The grievance process allows the member, (or the member’s authorized representative (family member, etc.) acting on behalf of the member or provider acting on the member’s behalf with the member’s written consent), to file a grievance either orally or in writing. A member grievance is defined as any member expression of dissatisfaction about any matter other than an “adverse action.”
Coordinated Care shall acknowledge receipt of each grievance in the manner in which is received. Any individuals who make a decision on grievances will not be involved in any previous level of review or decision making. In any case where the reason for the grievance involves clinical issues or relates to denial of expedited resolution of an appeal, Coordinated Care shall ensure that the decision makers are healthcare professionals with the appropriate clinical expertise in treating the member’s condition or disease. [42 CFR § 438.406] Coordinated Care values its providers and will not take punitive action, including and up to termination of a provider agreement or other contractual arrangements, for providers who file a grievance on a member’s behalf.
Grievance Resolution Time Frame
Grievance Resolution will occur as expeditiously as the member’s health condition requires, not to exceed 45 calendar days from the date of the initial receipt of the grievance.
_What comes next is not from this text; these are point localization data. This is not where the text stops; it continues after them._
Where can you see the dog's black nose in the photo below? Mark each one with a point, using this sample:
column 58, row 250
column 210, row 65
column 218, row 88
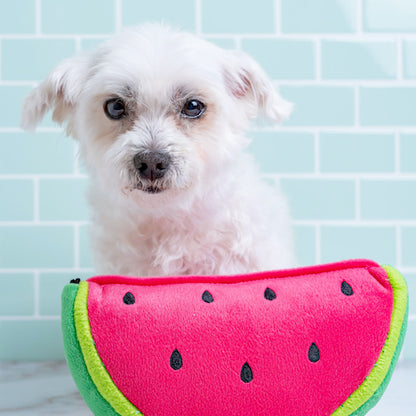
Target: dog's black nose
column 151, row 165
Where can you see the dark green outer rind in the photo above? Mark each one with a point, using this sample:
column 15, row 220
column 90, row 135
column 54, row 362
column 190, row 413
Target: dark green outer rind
column 369, row 404
column 100, row 406
column 75, row 359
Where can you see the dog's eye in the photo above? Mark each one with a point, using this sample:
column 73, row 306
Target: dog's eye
column 193, row 109
column 115, row 108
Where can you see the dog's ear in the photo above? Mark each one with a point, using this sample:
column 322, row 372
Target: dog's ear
column 247, row 82
column 59, row 92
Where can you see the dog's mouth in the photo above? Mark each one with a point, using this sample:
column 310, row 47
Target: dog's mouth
column 153, row 189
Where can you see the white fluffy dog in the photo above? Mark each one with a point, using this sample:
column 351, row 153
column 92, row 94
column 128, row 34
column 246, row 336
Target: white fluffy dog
column 160, row 117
Expedited grievance reviews will be available for members in situations deemed urgent, such as a denial of an expedited appeal request, and will be resolved within 72 hours.
Medical Necessity Appeals
An appeal is the request for review of a “Notice of Adverse Action.” A “Notice of Adverse Action” is the denial or limited authorization of a requested service, including the type or level of service; the reduction, suspension, or termination of a previously authorized service; the denial, in whole or part of payment for a service excluding technical reasons; the failure to render a decision within the required timeframes; or the denial of a member’s request to exercise his/her right under 42 CFR 438.52(b)(2)(ii) to obtain services outside the Coordinated Care network.
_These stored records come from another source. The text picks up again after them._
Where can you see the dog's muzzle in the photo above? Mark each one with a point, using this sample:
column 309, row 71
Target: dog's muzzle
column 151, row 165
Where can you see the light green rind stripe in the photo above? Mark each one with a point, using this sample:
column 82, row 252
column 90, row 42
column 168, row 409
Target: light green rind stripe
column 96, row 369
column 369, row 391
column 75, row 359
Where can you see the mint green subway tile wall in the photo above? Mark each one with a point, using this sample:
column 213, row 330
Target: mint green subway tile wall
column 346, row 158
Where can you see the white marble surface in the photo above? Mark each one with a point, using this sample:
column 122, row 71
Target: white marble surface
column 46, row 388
Appeal Resolution Time Frame
The review may be requested in writing or orally, however oral requests for appeals within the standard timeframe must be resolved within 30 days of receipt of the appeal, with a 14 day extension possible if additional information is required. Members may request that Coordinated Care review the Notice of Adverse Action to verify if the right decision has been made. Expedited appeals may be filed when either Coordinated Care or the member’s provider determines that the time expended in a standard resolution could seriously jeopardize the member’s life or health or ability to attain, maintain, or regain maximum function. No punitive action will be taken against a provider that requests an expedited resolution or supports a member’s appeal. In instances where the member’s request for an expedited appeal is denied, the appeal must be transferred to the timeframe for standard resolution of appeals.
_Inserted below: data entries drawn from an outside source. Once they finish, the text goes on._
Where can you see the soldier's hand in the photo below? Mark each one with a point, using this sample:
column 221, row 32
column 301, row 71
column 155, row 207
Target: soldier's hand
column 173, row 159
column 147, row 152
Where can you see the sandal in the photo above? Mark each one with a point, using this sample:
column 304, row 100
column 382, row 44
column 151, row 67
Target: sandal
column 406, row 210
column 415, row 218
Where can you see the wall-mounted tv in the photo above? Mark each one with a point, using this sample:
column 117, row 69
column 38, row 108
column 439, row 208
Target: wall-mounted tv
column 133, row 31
Decisions for expedited appeals are issued as expeditiously as the member’s health condition requires, not exceeding 72 hours from the initial receipt of the appeal. Coordinated Care may extend this timeframe by up to an additional 14 calendar days if the member requests the extension or if Coordinated Care provides evidence satisfactory to the Department of Health Services (DHS) that a delay in rendering the decision is in the member’s interest. For any extension not requested by the member, Coordinated Care shall provide written notice to the member of the reason for the delay. Coordinated Care shall make reasonable efforts to provide the member with prompt verbal notice of any decisions that are not resolved wholly in favor of the member and shall follow-up within two calendar days with a written notice of action.